Lantaarn met vier glazen bollen en een glazen cilinder in het midden, omringd door een kandelaar, het geheel rust op een gedecoreerde bronzen standaard. c. 1878 - 1881
bronze, photography, glass, sculpture
sculpture
bronze
photography
glass
sculpture
decorative-art
Dimensions height 375 mm, width 230 mm, height 620 mm, width 438 mm
Louis-Emile Durandelle produced this photograph of a lamp with glass globes and a bronze stand, sometime between 1860 and 1910. Such a photograph serves as a kind of advertisement for technological advance and decorative taste.
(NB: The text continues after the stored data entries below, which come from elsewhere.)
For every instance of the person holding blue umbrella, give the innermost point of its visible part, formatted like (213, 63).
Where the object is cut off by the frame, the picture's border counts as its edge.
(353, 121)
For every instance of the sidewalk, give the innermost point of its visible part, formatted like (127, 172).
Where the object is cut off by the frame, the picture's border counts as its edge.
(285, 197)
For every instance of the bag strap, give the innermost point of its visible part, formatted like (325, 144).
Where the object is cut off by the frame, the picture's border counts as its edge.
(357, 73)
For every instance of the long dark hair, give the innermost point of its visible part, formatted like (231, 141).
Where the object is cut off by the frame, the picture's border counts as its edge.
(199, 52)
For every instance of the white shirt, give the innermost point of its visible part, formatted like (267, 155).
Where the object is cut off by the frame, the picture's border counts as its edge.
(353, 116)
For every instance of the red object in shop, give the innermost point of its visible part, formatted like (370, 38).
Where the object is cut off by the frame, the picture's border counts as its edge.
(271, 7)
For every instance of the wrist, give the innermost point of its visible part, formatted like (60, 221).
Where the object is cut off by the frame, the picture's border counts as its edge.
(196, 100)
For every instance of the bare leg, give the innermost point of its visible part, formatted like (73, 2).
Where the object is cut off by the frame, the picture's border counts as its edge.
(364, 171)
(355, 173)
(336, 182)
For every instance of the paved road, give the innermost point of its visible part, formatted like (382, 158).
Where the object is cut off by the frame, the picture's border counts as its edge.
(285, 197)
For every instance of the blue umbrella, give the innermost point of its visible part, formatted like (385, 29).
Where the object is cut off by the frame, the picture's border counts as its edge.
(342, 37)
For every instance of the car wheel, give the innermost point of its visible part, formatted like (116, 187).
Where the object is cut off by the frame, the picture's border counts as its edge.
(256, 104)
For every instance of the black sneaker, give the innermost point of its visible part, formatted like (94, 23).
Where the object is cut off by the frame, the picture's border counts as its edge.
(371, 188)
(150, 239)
Consider the transformation of Paris under Baron Haussmann during this period: the city was being reshaped around broad boulevards, lined with modern streetlamps, which came to symbolize progress and modernity. Durandelle documented many of these changes, and we might see his photographs, like this one, as playing a part in promoting these visions of urban improvement. The lamp itself, with its ornate bronze stand and multiple light sources, speaks to a culture of luxury and display, reflecting the social stratification of the time. To understand this image better, one might delve into archives documenting the urban planning of Paris, or study catalogues of decorative arts. What is clear is that the meaning of an object like this lamp extends far beyond its practical function, reflecting the values and aspirations of a particular society at a particular moment.